The Attribution Shell Game

SEO doesn't happen in isolation. Companies do lots of things: PR, content marketing, paid ads, product improvements, market expansion.

But SEO case studies attribute all organic growth to SEO work. Even when other factors were clearly involved.

I've seen case studies where the "SEO success" was primarily driven by:

A viral news story that had nothing to do with the agency's work. A major product launch that generated natural press. The end of a pandemic lockdown that shifted consumer behavior. A competitor going out of business.

But the case study says "our SEO strategy drove results." Because the agency was doing SEO at the time, and traffic went up, and correlation equals causation in marketing land.

The Metric Switcheroo

When traffic doesn't look good, switch to impressions.

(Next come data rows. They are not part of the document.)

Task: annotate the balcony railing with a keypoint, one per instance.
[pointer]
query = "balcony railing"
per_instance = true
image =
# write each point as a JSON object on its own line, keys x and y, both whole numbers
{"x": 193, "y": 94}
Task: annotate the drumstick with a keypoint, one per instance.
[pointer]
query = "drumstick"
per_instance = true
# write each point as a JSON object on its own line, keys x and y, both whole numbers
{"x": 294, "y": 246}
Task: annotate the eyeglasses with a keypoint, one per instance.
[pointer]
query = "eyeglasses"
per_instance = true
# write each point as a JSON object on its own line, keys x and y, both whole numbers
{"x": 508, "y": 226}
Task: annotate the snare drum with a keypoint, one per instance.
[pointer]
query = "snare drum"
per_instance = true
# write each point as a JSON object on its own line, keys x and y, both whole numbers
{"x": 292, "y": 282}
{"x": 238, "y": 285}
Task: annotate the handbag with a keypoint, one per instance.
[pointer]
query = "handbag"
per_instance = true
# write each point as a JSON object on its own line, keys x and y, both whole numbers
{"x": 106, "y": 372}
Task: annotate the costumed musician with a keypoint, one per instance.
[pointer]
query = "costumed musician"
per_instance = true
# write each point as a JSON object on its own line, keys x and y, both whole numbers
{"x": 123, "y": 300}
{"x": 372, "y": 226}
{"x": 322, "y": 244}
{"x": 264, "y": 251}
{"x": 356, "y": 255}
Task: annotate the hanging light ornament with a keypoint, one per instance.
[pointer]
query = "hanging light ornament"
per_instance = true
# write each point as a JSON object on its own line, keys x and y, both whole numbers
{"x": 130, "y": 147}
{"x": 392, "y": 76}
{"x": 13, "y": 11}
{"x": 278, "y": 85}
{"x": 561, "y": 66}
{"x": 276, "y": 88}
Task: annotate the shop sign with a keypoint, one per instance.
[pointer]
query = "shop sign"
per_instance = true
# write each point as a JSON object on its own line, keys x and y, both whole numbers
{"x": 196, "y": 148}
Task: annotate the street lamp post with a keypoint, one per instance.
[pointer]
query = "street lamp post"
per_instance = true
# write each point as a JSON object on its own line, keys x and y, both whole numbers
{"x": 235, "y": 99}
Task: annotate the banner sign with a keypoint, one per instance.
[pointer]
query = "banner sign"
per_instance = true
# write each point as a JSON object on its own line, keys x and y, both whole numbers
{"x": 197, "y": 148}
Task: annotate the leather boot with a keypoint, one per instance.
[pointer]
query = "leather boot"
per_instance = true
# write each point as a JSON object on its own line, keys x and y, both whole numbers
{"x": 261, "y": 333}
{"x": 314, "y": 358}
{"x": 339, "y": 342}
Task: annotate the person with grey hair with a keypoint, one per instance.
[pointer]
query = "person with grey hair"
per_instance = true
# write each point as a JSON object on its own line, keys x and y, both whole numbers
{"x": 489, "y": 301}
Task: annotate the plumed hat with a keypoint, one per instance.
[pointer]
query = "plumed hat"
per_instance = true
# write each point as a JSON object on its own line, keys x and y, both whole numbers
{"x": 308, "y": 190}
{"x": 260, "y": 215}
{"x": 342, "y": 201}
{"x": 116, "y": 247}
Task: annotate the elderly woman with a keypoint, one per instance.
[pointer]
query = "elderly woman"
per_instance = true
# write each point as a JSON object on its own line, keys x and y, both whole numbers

When impressions don't look good, switch to rankings. When rankings don't look good, switch to links. When links don't look good, switch to "visibility."

There's always some metric that went up. Find it. Build the case study around it. Ignore everything else.

"We achieved a 340% increase in keyword visibility!"

Cool. Did traffic go up? Did conversions go up? Did the client make money? These questions are conspicuously absent.

Or the classic: "Ranking for 5,000 more keywords!" But the keywords are all long-tail garbage that gets 10 searches per month combined. Technically true. Practically useless.

The Time Frame Trick

The Nightmare by Henry Fuseli
Checking rankings at 3am.

SEO results fluctuate. A lot. Seasonality, algorithm updates, competitive changes - traffic is never a straight line.

Case studies pick the most favorable time frame. If Q1 was bad but Q2 was good, measure from Q1 start to Q2 end. If the last month tanked, end the case study one month earlier.

I've seen case studies published while the site was actively losing traffic. They just picked a time frame where things looked good and stopped there.

You also rarely see long-term follow-ups. "Here's what happened 2 years later" would be interesting. But often, 2 years later, the gains have reversed. Better not to mention that.

The Vanishing Context

Case studies strip out crucial context that would undermine the narrative.

"We helped this startup grow from 1,000 to 50,000 monthly visitors!"

They don't mention: the startup raised $10 million and spent heavily on brand awareness. They hired 3 content writers in-house. They launched 2 new product lines. They got featured in TechCrunch.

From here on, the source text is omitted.